Explorama's prices range from £50 to £200 a day, depending on size of group, length of trip and amount travelled between lodges or on excursions.

The round of daily tourism activities varies little between jungle lodges. Guided day walks follow trails in forest where typical flora, insects, birds, monkeys and other mammals like a sloth or wild boar might be spotted. Larger animals like tapirs and jaguars are around but very rarely observed even on safaris of more than a week or two.

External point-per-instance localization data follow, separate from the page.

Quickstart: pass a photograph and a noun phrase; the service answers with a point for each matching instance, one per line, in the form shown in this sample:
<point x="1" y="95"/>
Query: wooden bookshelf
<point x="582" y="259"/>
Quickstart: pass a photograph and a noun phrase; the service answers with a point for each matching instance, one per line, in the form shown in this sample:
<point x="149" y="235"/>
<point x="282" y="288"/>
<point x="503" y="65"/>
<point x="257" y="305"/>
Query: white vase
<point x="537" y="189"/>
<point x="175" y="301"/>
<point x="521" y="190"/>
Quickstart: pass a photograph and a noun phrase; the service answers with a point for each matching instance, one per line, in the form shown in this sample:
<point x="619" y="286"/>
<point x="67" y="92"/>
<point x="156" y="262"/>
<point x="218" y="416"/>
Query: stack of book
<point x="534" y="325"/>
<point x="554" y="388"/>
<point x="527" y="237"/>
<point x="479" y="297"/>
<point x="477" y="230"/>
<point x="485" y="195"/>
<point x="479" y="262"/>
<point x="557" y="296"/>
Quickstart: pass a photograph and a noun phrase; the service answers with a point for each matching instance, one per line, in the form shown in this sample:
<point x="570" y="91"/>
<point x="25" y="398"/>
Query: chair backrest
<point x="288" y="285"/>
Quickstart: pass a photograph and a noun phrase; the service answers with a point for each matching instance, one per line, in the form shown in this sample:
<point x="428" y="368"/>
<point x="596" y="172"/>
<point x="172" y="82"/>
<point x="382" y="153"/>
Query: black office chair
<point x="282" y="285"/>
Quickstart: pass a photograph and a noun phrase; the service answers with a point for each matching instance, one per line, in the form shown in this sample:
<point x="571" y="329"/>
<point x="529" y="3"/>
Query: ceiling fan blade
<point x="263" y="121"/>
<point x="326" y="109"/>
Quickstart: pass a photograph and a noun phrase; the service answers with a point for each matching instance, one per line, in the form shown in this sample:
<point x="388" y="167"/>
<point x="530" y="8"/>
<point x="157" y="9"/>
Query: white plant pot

Offering a rather different experience, the Iquitos based tour company Muyuna (00 51 65 242858; www.muyuna.com) has a jungle lodge located upstream along the Río Amazonas about 120km (two or three hours by speedboat) on a black-water tributary, the Río Yanayacu. This river is extremely rich in fish, and also attracts exotic birds. Prices start at around £40 a day for full board, plus transport from Iquitos and an English-speaking guide.

Accommodation is in private mosquito-proof cabins each with shower and toilet and connected by wooden walkways to a large central communal space for meals, drinks and meeting guides or fellow travellers.

Luxury Amazon cruises have been launched this year by Aqua Expeditions ( www.aquaexpeditions.com). These high-end river trips aboard the MV Aqua boast suites with extra-large windows, and are likely to prove very popular as the region opens up to tourism.